Após os crimes dos anos 1980 ligados a falência do Banco Ambrosiano e a defesa de João Paulo II do criminoso bispo Paul Marcinkus e após a lavagem de dinheiro da empresa ENIMONT no começo dos anos 1990, surge outro escândalo. Em 1995 o Banco do Vaticano foi usado para lavar 100 milhões de dólares no que se tornou conhecido como investigação “cheque a cheque”. Em novembro de 1995 promotores italianos pediram permissão a Espanha para investigar o Cardeal Carles, (arcebispo de Barcelona) protegido da OPUS DEI e amigo íntimo do Papa. Eles queriam investigar se a conta estava no nome dele ou era controlada por ele e se o cardeal havia garantido que os 100 milhões passassem pelo Banco. O dinheiro era destinado a um negociante suíço como parte de operações de comércio ilícito de armas, pedras preciosas e material radioativo. Foram emitidos mandados de prisão para 36 pessoas e outras 31 foram avisadas que estavam sob investigação.

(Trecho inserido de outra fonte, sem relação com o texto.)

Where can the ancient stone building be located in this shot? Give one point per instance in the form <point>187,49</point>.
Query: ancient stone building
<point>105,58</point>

O Cardeal Carles se recusou a atender as intimações italianas e todas as solicitações de interrogatórios que se seguiram. Em junho de 1996 veio a tona na Itália outra investigação com 20 pessoas sendo presas. João Paulo II buscando impedir a prisão de Carles o nomeou ao Conselho de governo para assuntos econômicos da Santa Sé. Sob os termos do Tratado de Latrão, os cardeais são imunes a prisão. Finalmente o promotor Ormanni foi obrigado a abandonar a investigação.

Fonte: David Yallop. O Poder e a Glória página 477.

4 respostas a “Banco do Vaticano foi usado em 1995 para lavar 100 milhões de dólares”

  1. […] Em 1995 protegeu o Cardeal Carles, acusado de lavar 100 milhões de dólares através do banco do Vaticano. Deu um emprego para ele  dentro do Vaticano, impedindo que ele fosse processado pela justiça italiana. Veja mais aqui. […]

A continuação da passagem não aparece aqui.